2017年8月17日木曜日

送り火

   14日に『迎え火』という記事を書いた以上16日の『送り火』にも触れたい。
 先の記事で浄土真宗及び真宗(東西両本願寺)の教えは合理的で世間一般に信じられているような迷信を排してる旨書いたが、そのことを述べてみたい。
 と言っても、私ごときはそれらを述べられるほどの知識もないから、手元の瓜生 中氏の本から摘むだけである。

 ■盂蘭盆会
 「仏説盂蘭盆経」はインドではなく中国で作られたお経であり行事である。
 内容は、目連尊者が、母親が餓鬼道に堕ち苦しんでいるのを助けたいと釈迦に聞いたところ、安吾あけの修行僧に御馳走を振る舞うと先祖が救われる=追善供養すべしと教わったというものである。
 しかし親鸞は、それに対して、阿弥陀如来の本願を信ずるものは全て往生が約束され餓鬼道に堕ちるものはないのであるから、追善回向など全く不要と説く。

 ■霊魂
 釈迦は霊魂の存在について考えてはならない。確かめようのないものに惑わされ怯えるのは実に愚の骨頂だと言っている。そんなことを考える暇があったら、自分が如何に正しい生活や行いをすべきかをしっかり考え実行しなさいと言っている。
 親鸞も、そういう釈迦の教えに基づいて、「日の吉凶を重視し、神々を崇(あが)めて、占いによって事を決する」という世間の遅れた状況を嘆いている。

 ■法会
 以上のとおり、追善も占いも祈祷もしない両本願寺では、法会などの宗教行事は、阿弥陀如来の恩に報い功徳に感謝する『報恩謝徳』のためのものであり、念仏に親しんで先祖の恩に報いる場と説いている。

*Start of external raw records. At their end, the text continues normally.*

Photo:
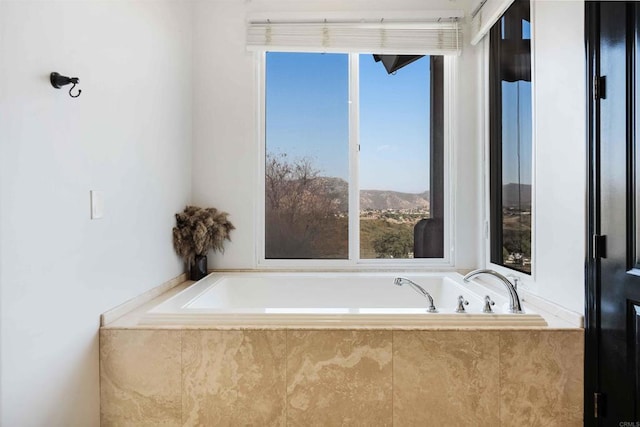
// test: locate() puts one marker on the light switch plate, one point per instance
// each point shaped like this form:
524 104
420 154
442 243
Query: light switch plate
97 204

   以上、あまりに簡単すぎるが、親鸞の教えはこういうものであり「迷信を排した合理的な思考だ」と私が書いた所以である。
 だとすると、追善回向しなければならないような霊、ましてや『迎え火』がなければ道に迷って帰って来れないような惨めな霊などないのであるから、迎え火も送り火もナンセンスなのである。

 といいながら、私が14日や今日のこんな記事を書いている(そういう行事をしている)というのは、解ってはいるが何か形式を踏まないことには日常に流されてしまう凡夫としては、アスリートの「ルーティンワーク」のように、迎え火・送り火のような「陳腐な」作業(動作)を通じて仏の教えを思い出し、そして接近したいと考えるからである。
 もしそれが全てナンセンスというのなら、仏教行事において、およそ凡夫に通じぬ古典の中国語のお経を読むなども問題外になってしまうと私は感じている。
 こうして私は、親鸞の研ぎ澄まされた哲学を称賛しながら、土俗の民俗行事を種々なぞって喜んでいるのである。
 と、偉そうな事を書いたが、実際には夫婦して「お祖母ちゃん!凜ちゃんを見守ってや!」と送り火に向かって呟いている凡夫中の凡夫である。